Image courtesy of Kaptan647
I have already tried to force the corrupt BMP file as my avatar server-side, it resulted in this for viewers:

To elaborate on the process of what I did, I connected to my SSH (TS3 server). Went into the TS3 directory, cd ./files/virtualserver_1/internal --- from there I used wget to fetch the BMP file (corrupt qt image). Then I copied my avatar's file name, removed the file and renamed the corrupt BMP to the avatar file name. In theory, this should make people load the corrupt BMP and crash them. The results came back failing.
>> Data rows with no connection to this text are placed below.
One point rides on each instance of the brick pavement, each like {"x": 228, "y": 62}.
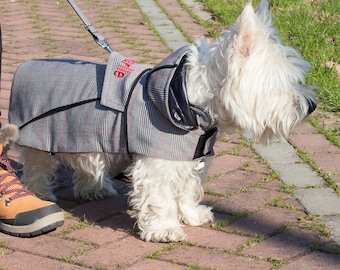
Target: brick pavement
{"x": 258, "y": 223}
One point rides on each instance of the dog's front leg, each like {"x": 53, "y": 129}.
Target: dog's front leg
{"x": 165, "y": 194}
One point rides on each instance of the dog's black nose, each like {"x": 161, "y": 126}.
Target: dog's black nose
{"x": 311, "y": 105}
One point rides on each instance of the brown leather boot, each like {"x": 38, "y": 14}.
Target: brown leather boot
{"x": 21, "y": 213}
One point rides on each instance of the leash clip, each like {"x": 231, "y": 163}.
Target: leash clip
{"x": 104, "y": 44}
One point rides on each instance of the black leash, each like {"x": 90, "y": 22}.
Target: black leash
{"x": 98, "y": 38}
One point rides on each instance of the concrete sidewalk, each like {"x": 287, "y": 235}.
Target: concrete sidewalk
{"x": 272, "y": 211}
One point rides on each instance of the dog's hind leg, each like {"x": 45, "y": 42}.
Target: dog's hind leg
{"x": 39, "y": 169}
{"x": 90, "y": 179}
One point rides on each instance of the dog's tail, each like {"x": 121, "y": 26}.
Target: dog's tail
{"x": 8, "y": 133}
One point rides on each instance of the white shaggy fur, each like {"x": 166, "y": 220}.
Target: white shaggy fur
{"x": 247, "y": 80}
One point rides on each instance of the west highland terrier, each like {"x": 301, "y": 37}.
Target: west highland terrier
{"x": 157, "y": 124}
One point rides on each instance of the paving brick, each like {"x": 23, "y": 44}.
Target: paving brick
{"x": 250, "y": 200}
{"x": 108, "y": 231}
{"x": 226, "y": 163}
{"x": 314, "y": 260}
{"x": 266, "y": 222}
{"x": 19, "y": 260}
{"x": 149, "y": 264}
{"x": 119, "y": 254}
{"x": 233, "y": 181}
{"x": 44, "y": 245}
{"x": 96, "y": 210}
{"x": 214, "y": 239}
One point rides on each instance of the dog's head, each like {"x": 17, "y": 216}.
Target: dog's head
{"x": 263, "y": 88}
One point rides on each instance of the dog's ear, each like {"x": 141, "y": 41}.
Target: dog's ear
{"x": 250, "y": 25}
{"x": 245, "y": 30}
{"x": 8, "y": 133}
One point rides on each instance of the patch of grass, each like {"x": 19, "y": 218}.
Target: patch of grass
{"x": 276, "y": 262}
{"x": 253, "y": 240}
{"x": 332, "y": 134}
{"x": 313, "y": 223}
{"x": 288, "y": 188}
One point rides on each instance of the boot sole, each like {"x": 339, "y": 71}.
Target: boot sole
{"x": 41, "y": 226}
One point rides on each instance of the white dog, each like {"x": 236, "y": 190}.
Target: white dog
{"x": 246, "y": 80}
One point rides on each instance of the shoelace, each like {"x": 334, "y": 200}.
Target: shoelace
{"x": 5, "y": 187}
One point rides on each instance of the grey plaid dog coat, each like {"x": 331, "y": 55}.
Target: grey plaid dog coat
{"x": 122, "y": 108}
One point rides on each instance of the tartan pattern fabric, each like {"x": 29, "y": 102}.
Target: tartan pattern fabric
{"x": 74, "y": 106}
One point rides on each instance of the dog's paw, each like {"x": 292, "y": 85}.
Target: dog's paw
{"x": 197, "y": 216}
{"x": 164, "y": 235}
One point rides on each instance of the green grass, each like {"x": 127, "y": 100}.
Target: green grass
{"x": 311, "y": 27}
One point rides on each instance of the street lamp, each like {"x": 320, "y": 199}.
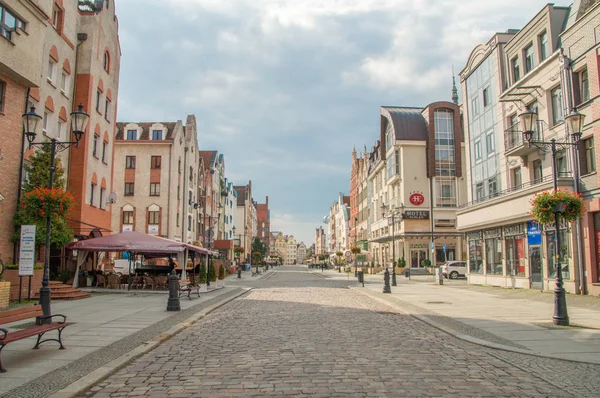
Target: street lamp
{"x": 31, "y": 125}
{"x": 575, "y": 122}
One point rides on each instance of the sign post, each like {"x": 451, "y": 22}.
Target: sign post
{"x": 26, "y": 255}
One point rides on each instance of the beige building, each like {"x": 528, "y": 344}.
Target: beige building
{"x": 423, "y": 200}
{"x": 156, "y": 179}
{"x": 512, "y": 73}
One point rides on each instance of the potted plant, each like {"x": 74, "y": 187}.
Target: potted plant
{"x": 222, "y": 273}
{"x": 568, "y": 205}
{"x": 202, "y": 278}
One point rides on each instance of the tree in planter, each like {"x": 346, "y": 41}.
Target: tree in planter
{"x": 212, "y": 273}
{"x": 202, "y": 274}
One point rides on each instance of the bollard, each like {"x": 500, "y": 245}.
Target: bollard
{"x": 173, "y": 303}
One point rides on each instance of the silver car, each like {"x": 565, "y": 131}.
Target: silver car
{"x": 454, "y": 269}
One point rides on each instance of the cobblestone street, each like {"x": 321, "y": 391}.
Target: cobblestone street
{"x": 297, "y": 334}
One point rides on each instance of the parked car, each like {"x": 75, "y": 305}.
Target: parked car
{"x": 454, "y": 269}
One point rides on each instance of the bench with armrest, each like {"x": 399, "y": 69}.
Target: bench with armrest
{"x": 43, "y": 325}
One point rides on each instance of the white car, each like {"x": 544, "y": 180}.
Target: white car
{"x": 454, "y": 269}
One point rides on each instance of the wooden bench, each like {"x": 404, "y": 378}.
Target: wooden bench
{"x": 43, "y": 324}
{"x": 186, "y": 287}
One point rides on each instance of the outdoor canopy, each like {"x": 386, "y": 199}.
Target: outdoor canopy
{"x": 134, "y": 242}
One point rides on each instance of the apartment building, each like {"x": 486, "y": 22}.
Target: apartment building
{"x": 423, "y": 199}
{"x": 301, "y": 253}
{"x": 156, "y": 179}
{"x": 514, "y": 72}
{"x": 581, "y": 87}
{"x": 56, "y": 56}
{"x": 263, "y": 216}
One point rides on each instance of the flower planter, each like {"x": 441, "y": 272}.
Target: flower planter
{"x": 4, "y": 294}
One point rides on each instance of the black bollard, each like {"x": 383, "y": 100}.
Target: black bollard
{"x": 173, "y": 303}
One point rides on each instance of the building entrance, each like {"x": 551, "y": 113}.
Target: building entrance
{"x": 535, "y": 266}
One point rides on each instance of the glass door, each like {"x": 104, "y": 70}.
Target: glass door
{"x": 535, "y": 267}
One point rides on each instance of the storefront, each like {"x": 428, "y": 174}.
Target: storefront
{"x": 514, "y": 256}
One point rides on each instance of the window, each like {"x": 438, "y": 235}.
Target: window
{"x": 590, "y": 156}
{"x": 584, "y": 84}
{"x": 155, "y": 189}
{"x": 92, "y": 193}
{"x": 106, "y": 61}
{"x": 2, "y": 91}
{"x": 154, "y": 217}
{"x": 131, "y": 135}
{"x": 102, "y": 194}
{"x": 130, "y": 162}
{"x": 479, "y": 193}
{"x": 486, "y": 97}
{"x": 155, "y": 162}
{"x": 98, "y": 101}
{"x": 104, "y": 146}
{"x": 95, "y": 146}
{"x": 129, "y": 189}
{"x": 107, "y": 110}
{"x": 561, "y": 164}
{"x": 529, "y": 59}
{"x": 515, "y": 67}
{"x": 9, "y": 22}
{"x": 489, "y": 142}
{"x": 51, "y": 71}
{"x": 543, "y": 46}
{"x": 64, "y": 82}
{"x": 537, "y": 171}
{"x": 127, "y": 217}
{"x": 516, "y": 177}
{"x": 557, "y": 107}
{"x": 493, "y": 187}
{"x": 477, "y": 150}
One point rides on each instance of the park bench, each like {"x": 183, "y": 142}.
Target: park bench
{"x": 186, "y": 287}
{"x": 43, "y": 325}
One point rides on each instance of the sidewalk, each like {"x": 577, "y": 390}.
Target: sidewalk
{"x": 509, "y": 319}
{"x": 109, "y": 330}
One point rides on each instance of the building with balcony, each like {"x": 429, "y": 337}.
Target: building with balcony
{"x": 513, "y": 72}
{"x": 155, "y": 179}
{"x": 581, "y": 68}
{"x": 415, "y": 172}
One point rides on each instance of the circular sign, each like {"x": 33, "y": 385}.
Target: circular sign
{"x": 417, "y": 199}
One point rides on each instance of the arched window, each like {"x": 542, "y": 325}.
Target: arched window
{"x": 106, "y": 61}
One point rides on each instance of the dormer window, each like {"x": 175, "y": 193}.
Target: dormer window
{"x": 156, "y": 135}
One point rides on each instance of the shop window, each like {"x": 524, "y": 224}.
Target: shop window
{"x": 475, "y": 257}
{"x": 565, "y": 253}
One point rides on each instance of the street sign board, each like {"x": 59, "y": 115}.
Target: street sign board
{"x": 27, "y": 251}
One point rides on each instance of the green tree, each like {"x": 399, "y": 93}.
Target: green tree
{"x": 38, "y": 170}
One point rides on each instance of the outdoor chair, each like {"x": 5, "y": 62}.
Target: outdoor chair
{"x": 100, "y": 280}
{"x": 113, "y": 281}
{"x": 148, "y": 281}
{"x": 161, "y": 282}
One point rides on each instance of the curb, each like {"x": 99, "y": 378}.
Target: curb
{"x": 88, "y": 381}
{"x": 462, "y": 336}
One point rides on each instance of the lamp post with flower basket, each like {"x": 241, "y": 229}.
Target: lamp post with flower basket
{"x": 551, "y": 207}
{"x": 52, "y": 202}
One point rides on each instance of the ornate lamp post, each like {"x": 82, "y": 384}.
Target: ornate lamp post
{"x": 31, "y": 126}
{"x": 575, "y": 122}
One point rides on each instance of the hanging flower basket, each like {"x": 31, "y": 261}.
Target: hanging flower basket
{"x": 568, "y": 205}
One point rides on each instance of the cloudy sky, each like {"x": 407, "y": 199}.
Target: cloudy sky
{"x": 285, "y": 88}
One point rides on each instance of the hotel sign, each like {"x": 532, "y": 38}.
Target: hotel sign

The research is ongoing, feel free to join.

 

[ehthe]

I have already tried to force the corrupt BMP file as my avatar server-side, it resulted in this for viewers:

To elaborate on the process of what I did, I connected to my SSH (TS3 server). Went into the TS3 directory, cd ./files/virtualserver_1/internal --- from there I used wget to fetch the BMP file (corrupt qt image). Then I copied my avatar's file name, removed the file and renamed the corrupt BMP to the avatar file name. In theory, this should make people load the corrupt BMP and crash them. The results came back failing.

I'm almost sure you messed up something here x)
The way the avatars works is just so strange anyway.
You need to mess with md5 as the filename IIRC.
I also strongly suggest you do your experiments on a linux box as it will show you a bit more debug on the console.

 

[Asphyxia]

That may be the case, it is a very simple thing to test --- why don't you try to trigger a crash on Linux?
I performed that test on a Ubuntu server by the way. I did not do anything with MD5 nor file names, I do not understand why they would md5sum an avatar file --- makes almost no sense (for security purposes). If someone can change the image files on your TeamSpeak 3 server without authorization, you have bigger problems.

 

[ehthe]

It's how the client check if the avatar is correct or if it has changed (caching and stuff).
Right now i can't do much as I'm on holidays
You can also try to set your avatar with yaqta, I got it to work one day x)

 

[Asphyxia]

I believe the md5 has more to do with a combination of the uploaded file name and a time-stamp. I do not believe the md5 name given to the file(s) is for security reasons. I will do a test with a valid image file, then we will know if it works --- if someone sees the 2nd image, we know. I will probably do that test tomorrow though, because I have stayed up way too late haha.

 

[ehthe]

I believe the md5 has more to do with a combination of the uploaded file name and a time-stamp. I do not believe the md5 name given to the file(s) is for security reasons.

Nah, i don't see any security that needs to applied to an avatar

 

[Asphyxia]

My test did work, however rather than display an invalid file image --- it is showing a numbered avatar. The difference? The file I chose was not the crash BMP file. So, what exactly does this mean? There is some sort of check whether it is server-side or client-side to see whether the image being loaded from an avatar is a valid image (most likely client-side). This is fucking weird, because images in an avatar have better security than all other images. While the actual image did not load, we now do know that there is a difference between a detected invalid image and a valid replacement image. This is not good for us. Due to this, it would be almost impossible to abuse the avatar to crash people, unless we found a crazy workaround to bypass the image validity check.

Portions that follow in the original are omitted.